It helps to have the concept of a "little Lipschitz function". A Lipschitz function $f: X \to \mathbb{R}$ is *little Lipschitz* if $\frac{|f(p) - f(q)|}{\rho(p,q)} \to 0$ as $p,q \to 0$. Notation: ${\rm Lip}(X)$ is the set of real-valued Lipschitz functions on $X$ and ${\rm lip}(X)$ is the set of real-valued little Lipschitz functions on $X$. The usual norm is $\|f\|_L = \max(L(f), \|f\|_\infty)$ where $L(f)$ is the Lipschitz number of $f$.

Also, for any metric space $X$ and $0 < \alpha < 1$ let $X^\alpha$ be the same set equipped with the metric $\rho^\alpha(p,q) = (\rho(p,q))^\alpha$. Then $C^{0,a}(\overline{\Omega}) = {\rm Lip}(\overline{\Omega}^\alpha)$.

The facts you want here are that (1) ${\rm Lip}(X) \subset {\rm lip}(X^\alpha)$ for any compact $X$ and any $0 < \alpha < 1$ and (2) $C^\infty(\overline{\Omega})$ is dense in ${\rm lip}(\overline{\Omega}^\alpha)$. Since $X^\beta = (X^\alpha)^{\beta/\alpha}$, this yields $C^\infty(\overline{\Omega}) \subset {\rm Lip}(\overline{\Omega}^\alpha) \subset {\rm lip}(\overline{\Omega}^\beta)$, with the first space being dense in the last, so the first is dense in the second which is what you asked about.

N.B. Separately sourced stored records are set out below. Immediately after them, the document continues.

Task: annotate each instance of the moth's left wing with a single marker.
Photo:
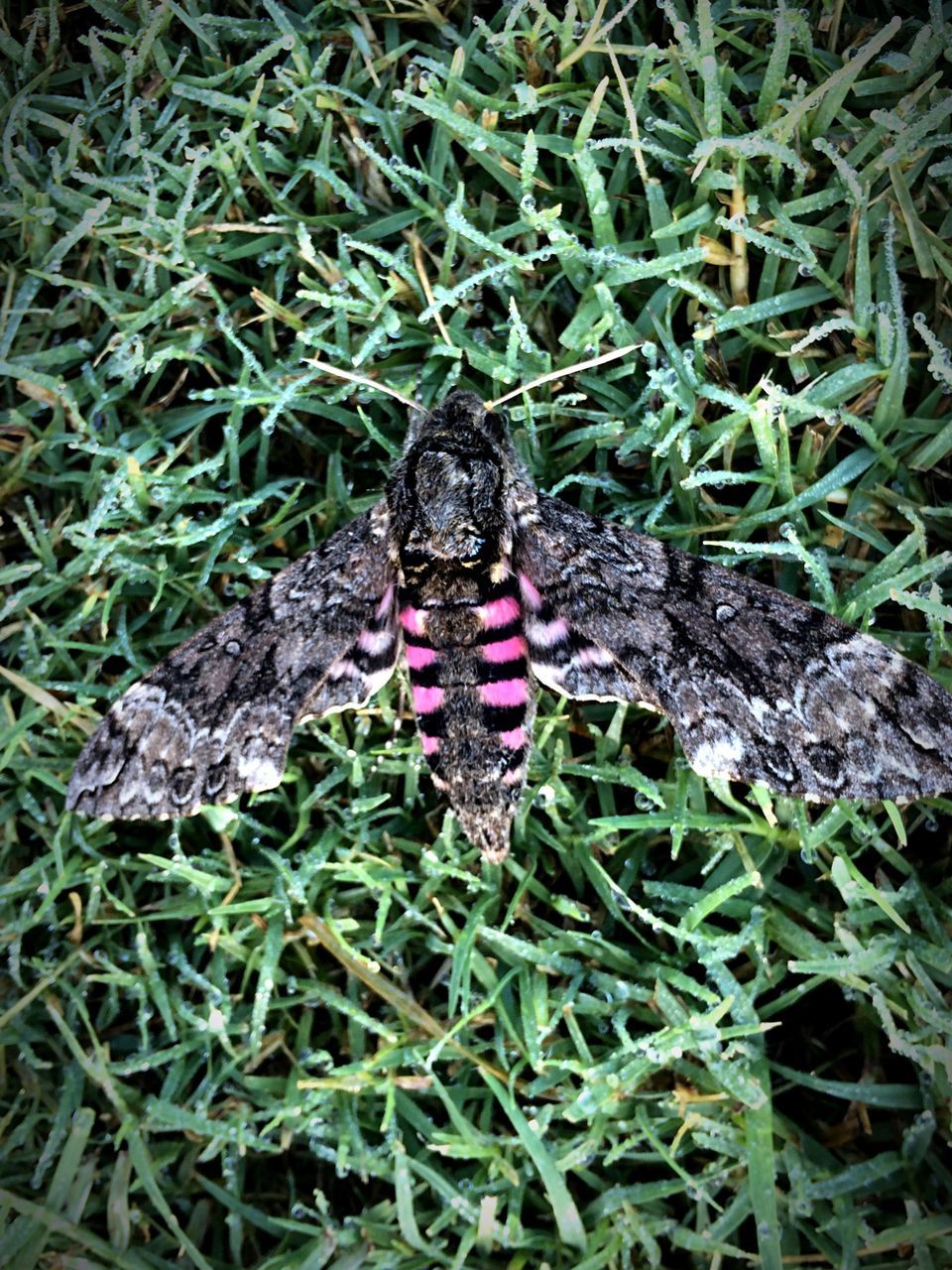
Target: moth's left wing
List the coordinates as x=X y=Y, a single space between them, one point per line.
x=214 y=717
x=758 y=686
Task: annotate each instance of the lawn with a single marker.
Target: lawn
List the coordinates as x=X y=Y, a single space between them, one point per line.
x=685 y=1024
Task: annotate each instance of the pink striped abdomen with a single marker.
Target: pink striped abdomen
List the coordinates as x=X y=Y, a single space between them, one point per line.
x=474 y=693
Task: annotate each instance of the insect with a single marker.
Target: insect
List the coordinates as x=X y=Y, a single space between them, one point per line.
x=485 y=588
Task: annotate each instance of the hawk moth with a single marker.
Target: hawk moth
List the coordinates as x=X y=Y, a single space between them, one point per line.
x=485 y=588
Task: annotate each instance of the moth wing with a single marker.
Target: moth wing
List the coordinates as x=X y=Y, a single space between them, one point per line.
x=214 y=717
x=758 y=686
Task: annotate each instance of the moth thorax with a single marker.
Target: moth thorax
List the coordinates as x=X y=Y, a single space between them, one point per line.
x=457 y=513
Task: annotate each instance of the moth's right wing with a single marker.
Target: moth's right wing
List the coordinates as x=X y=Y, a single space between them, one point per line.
x=214 y=717
x=760 y=686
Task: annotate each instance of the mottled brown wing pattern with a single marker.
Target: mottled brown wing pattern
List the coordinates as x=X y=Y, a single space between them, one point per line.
x=214 y=717
x=758 y=686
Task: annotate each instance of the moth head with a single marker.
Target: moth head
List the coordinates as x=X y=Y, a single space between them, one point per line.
x=449 y=494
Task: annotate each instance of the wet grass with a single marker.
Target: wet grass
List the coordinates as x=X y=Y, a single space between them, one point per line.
x=685 y=1024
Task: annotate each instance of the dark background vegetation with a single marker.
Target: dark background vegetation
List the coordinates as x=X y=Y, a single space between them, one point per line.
x=685 y=1025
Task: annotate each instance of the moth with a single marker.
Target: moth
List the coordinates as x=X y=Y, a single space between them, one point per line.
x=484 y=588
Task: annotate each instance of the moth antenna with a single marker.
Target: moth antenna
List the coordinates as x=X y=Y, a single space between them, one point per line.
x=561 y=372
x=363 y=380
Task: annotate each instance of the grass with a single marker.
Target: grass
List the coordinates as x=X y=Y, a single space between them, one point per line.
x=685 y=1025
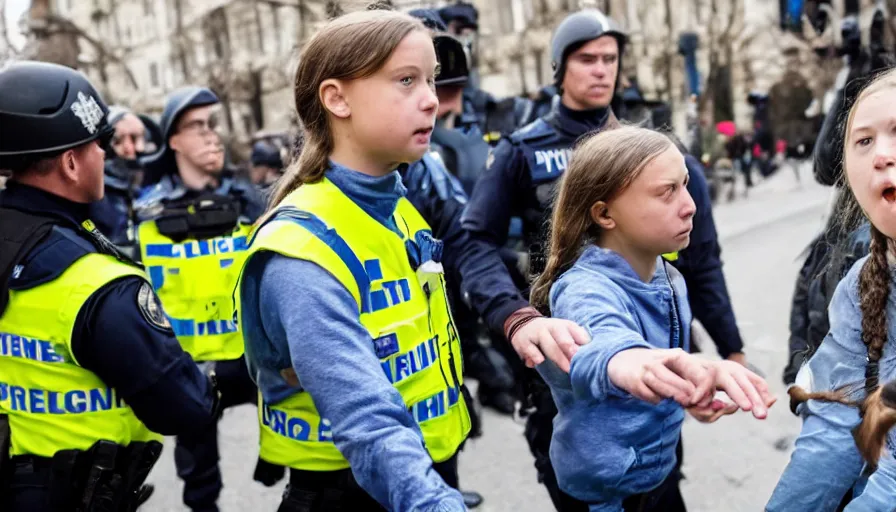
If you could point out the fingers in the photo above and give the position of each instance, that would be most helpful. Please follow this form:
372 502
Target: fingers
767 397
758 402
579 334
695 372
531 355
644 392
550 348
725 381
666 383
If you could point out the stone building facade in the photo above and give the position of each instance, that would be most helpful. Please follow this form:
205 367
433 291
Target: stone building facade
246 50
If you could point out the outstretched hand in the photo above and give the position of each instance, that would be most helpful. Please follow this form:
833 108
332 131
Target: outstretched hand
552 338
657 374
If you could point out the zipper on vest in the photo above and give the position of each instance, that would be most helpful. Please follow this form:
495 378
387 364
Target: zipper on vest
428 292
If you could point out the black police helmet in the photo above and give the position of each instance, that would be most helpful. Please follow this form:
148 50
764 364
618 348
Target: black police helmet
452 56
46 109
267 154
462 12
577 29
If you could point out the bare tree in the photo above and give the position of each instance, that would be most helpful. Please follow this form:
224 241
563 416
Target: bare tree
54 38
7 49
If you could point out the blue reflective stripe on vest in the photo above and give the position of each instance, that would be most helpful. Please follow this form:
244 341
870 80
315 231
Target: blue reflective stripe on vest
330 237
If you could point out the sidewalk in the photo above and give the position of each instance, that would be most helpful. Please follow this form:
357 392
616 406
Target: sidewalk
772 200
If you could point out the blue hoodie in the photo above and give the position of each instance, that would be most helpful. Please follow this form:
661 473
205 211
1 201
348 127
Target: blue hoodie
608 445
826 463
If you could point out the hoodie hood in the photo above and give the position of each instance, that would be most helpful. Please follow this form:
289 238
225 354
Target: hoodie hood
162 162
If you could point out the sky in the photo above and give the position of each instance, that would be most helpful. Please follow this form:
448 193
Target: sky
14 11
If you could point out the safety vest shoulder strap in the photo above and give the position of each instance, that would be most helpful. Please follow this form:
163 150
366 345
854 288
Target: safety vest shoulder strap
308 236
20 233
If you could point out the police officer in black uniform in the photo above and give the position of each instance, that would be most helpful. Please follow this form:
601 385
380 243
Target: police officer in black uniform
194 197
586 51
53 125
113 214
495 117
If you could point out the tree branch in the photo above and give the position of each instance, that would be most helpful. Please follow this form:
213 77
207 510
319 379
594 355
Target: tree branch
66 26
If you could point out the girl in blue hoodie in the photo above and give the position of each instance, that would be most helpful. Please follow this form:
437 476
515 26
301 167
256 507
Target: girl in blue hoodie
623 203
845 453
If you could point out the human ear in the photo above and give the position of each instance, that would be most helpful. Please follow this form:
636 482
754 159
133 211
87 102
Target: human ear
70 165
333 96
600 214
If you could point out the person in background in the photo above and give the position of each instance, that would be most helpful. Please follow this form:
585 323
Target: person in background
83 410
113 214
267 164
194 220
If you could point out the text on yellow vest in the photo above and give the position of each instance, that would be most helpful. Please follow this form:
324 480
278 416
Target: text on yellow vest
194 279
52 402
405 311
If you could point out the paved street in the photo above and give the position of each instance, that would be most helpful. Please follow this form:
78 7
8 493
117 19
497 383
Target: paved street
730 466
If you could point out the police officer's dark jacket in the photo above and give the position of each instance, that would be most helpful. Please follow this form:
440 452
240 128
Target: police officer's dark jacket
113 214
121 333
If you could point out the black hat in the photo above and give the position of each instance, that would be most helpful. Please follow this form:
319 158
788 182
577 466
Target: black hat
577 29
430 18
462 12
452 57
46 109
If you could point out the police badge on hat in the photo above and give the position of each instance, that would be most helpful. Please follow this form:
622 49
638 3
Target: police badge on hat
88 111
151 308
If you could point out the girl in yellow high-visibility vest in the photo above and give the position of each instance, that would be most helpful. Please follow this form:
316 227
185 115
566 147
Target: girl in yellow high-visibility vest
347 329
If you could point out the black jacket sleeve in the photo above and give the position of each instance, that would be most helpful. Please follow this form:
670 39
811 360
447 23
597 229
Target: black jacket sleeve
799 315
115 339
496 198
701 266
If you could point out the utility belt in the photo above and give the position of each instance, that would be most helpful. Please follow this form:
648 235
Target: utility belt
200 218
330 491
106 478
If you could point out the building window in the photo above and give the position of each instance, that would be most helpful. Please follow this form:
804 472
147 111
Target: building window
154 74
520 16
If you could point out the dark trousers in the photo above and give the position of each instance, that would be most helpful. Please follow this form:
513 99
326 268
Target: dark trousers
27 490
196 454
338 491
539 429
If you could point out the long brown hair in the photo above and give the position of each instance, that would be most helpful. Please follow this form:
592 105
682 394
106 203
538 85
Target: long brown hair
601 167
352 46
879 405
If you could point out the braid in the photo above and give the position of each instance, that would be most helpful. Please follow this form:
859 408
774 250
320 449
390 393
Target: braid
874 290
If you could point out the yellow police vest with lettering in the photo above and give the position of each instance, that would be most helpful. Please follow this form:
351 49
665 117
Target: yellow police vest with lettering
405 311
53 403
194 279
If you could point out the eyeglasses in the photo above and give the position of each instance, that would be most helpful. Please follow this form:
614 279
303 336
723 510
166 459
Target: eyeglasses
201 126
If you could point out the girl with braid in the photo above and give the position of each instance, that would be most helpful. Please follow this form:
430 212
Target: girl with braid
844 456
622 203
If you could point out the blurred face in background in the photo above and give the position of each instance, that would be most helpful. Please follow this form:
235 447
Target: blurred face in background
129 140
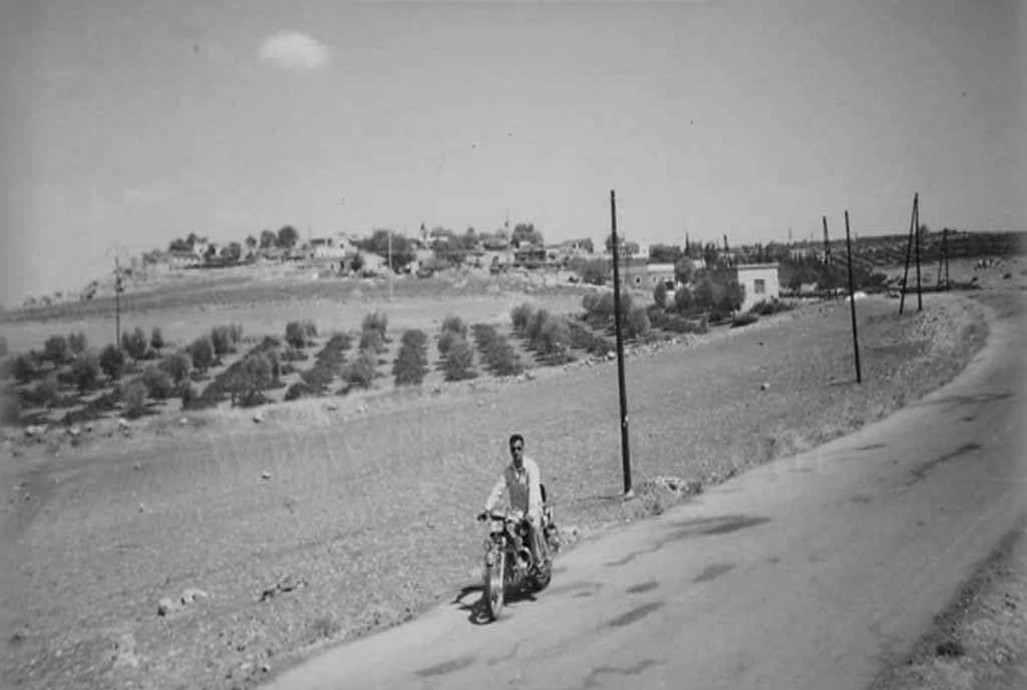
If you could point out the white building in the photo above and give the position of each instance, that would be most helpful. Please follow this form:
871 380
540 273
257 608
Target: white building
759 282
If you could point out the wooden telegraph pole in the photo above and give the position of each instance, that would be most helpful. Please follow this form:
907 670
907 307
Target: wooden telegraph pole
916 213
118 289
851 301
909 252
625 455
390 271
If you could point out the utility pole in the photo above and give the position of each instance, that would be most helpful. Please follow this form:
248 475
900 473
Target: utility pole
909 251
390 271
827 255
851 302
916 212
624 448
945 252
118 288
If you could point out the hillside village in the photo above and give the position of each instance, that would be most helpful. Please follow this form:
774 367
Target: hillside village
805 266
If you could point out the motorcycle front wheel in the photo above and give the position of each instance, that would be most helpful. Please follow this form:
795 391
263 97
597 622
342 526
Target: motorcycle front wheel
494 585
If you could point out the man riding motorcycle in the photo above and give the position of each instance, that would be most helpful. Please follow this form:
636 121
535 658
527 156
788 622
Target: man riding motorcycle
523 481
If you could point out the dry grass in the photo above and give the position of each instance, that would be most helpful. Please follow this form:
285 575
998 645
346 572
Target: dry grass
372 503
980 641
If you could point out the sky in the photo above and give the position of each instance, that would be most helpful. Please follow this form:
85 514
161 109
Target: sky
128 123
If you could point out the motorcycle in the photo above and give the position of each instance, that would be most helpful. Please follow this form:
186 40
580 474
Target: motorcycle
508 564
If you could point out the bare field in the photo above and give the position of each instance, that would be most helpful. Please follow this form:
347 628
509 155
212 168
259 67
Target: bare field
191 307
366 518
980 641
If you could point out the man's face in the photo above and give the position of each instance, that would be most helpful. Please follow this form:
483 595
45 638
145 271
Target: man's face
517 452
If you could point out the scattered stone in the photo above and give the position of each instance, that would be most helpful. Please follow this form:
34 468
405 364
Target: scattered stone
288 583
124 652
190 595
165 607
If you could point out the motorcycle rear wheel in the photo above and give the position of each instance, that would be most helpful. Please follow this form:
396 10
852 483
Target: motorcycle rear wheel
494 586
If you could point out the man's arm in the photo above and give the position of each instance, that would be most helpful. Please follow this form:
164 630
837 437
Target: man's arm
496 493
534 492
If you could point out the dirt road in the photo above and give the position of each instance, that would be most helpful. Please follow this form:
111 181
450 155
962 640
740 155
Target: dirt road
805 573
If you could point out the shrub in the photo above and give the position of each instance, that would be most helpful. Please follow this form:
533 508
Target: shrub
767 308
459 366
10 410
55 349
221 339
601 311
704 298
135 344
731 298
446 341
520 316
300 334
360 374
112 361
638 322
659 295
583 339
590 301
376 320
76 342
46 392
744 319
299 389
253 377
201 352
156 340
85 371
178 366
594 271
416 338
683 300
499 356
372 340
24 368
188 396
158 382
134 396
411 362
534 326
291 353
455 324
555 340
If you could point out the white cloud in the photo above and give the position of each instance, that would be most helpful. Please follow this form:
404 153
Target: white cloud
294 50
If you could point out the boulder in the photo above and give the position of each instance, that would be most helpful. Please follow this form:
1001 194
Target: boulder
165 607
190 595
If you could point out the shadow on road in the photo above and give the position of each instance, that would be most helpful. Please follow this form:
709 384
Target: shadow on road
477 612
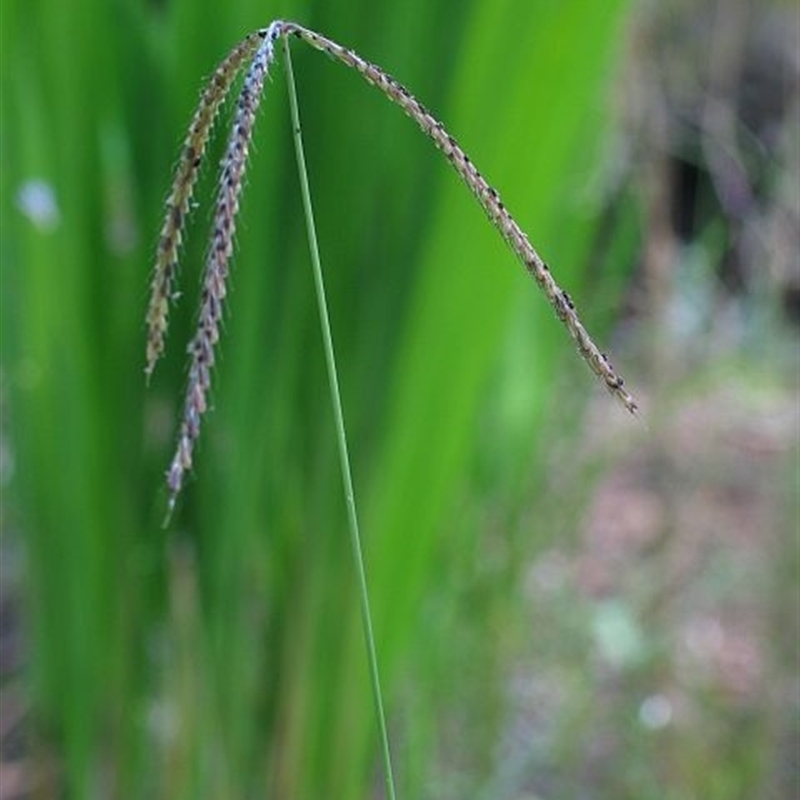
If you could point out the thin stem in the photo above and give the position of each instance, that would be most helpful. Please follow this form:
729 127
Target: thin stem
352 517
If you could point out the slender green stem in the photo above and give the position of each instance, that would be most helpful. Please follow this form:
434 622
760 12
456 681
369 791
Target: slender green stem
355 538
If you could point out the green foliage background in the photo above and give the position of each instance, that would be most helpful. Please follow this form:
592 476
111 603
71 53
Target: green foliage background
223 657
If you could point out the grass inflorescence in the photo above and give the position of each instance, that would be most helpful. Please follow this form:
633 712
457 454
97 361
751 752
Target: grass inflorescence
260 48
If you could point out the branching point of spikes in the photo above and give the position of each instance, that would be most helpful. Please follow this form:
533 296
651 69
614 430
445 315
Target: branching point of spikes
259 49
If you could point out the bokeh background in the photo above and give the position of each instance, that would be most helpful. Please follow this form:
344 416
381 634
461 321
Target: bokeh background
568 603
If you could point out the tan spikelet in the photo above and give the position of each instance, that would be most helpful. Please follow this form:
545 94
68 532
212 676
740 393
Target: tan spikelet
206 336
179 200
261 47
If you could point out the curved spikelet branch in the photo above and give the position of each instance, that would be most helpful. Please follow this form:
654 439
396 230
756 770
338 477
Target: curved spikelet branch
202 346
177 206
489 199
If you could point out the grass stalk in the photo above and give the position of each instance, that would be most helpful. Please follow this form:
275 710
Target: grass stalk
341 436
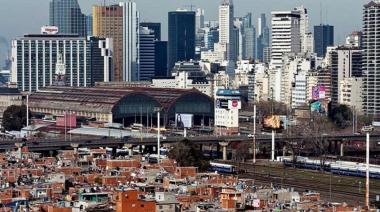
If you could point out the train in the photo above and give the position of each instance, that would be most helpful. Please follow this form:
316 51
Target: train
346 168
222 168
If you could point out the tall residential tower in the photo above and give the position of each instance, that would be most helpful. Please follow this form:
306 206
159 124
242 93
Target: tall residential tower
68 17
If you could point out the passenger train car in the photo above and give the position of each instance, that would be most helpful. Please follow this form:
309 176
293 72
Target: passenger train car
222 168
346 168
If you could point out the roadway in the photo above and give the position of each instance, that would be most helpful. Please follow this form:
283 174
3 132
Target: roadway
54 144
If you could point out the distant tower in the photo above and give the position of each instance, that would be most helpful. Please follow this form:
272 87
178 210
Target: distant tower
60 72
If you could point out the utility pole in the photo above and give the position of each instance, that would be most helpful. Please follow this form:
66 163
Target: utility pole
158 110
367 173
254 134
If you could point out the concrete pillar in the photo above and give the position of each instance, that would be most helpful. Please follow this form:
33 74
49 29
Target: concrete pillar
224 146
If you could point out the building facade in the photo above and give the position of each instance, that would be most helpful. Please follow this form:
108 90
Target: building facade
346 62
155 27
108 23
121 23
147 54
227 106
181 37
85 60
226 28
371 91
286 37
350 93
323 37
68 17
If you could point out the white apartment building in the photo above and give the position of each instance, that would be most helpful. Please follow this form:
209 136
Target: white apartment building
350 92
227 106
131 44
286 36
299 91
226 28
292 65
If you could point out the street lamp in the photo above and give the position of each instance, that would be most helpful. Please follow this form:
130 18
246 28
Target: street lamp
158 110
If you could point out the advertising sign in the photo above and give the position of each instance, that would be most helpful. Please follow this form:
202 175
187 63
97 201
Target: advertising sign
50 30
319 92
234 104
221 103
184 120
272 122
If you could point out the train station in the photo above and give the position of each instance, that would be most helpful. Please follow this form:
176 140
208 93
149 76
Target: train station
124 105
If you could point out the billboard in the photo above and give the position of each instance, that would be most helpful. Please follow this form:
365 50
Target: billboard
221 103
272 122
50 30
318 92
234 104
184 120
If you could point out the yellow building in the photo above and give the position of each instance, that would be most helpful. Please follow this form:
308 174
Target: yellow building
108 23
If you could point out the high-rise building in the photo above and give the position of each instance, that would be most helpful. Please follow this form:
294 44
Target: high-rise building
211 38
262 37
226 29
286 36
199 19
155 27
89 25
85 60
68 17
261 24
147 54
371 61
305 34
354 39
181 37
121 23
130 41
323 37
161 58
108 23
346 62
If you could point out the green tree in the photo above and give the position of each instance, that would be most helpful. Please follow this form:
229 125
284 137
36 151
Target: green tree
187 153
14 117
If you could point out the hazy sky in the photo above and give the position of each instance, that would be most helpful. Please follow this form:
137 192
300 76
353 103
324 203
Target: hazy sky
18 17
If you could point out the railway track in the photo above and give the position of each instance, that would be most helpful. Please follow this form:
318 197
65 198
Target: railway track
342 189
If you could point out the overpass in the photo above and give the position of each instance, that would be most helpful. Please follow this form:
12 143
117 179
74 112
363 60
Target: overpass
54 144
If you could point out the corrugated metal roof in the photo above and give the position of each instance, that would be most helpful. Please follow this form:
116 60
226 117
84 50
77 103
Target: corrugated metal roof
100 99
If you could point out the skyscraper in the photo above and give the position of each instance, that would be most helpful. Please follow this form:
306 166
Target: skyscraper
262 37
199 19
305 34
323 37
161 58
155 27
181 37
89 25
285 35
108 23
68 17
121 23
147 54
130 41
371 61
226 29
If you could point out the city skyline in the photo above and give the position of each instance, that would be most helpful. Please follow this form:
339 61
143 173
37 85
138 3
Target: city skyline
11 10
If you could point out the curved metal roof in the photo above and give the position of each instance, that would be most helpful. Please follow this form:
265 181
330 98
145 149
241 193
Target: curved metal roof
101 99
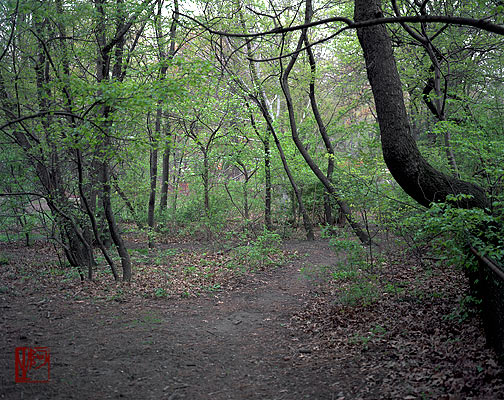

For those two facts see Example 3.1.7 and Theorem 4.4.2 of my book *Lipschitz Algebras*. Density follows from Theorem 4.4.2 because $C^\infty(\overline{\Omega})$ separates points "uniformly"; this can be seen by checking that for any $x,y \in \overline{\Omega}$ the function $z \mapsto a^{\alpha-1}\cdot\max(a - |x - z|, 0)$ with $a = |x - y|$ has Lipschitz number $1$ in ${\rm Lip}(\overline{\Omega}^\alpha)$ and separates $x$ and $y$ to their full distance; smooth this to get a $C^\infty$ function which has Lipschitz number $\leq 1$ and separates $x$ and $y$ to nearly their full distance.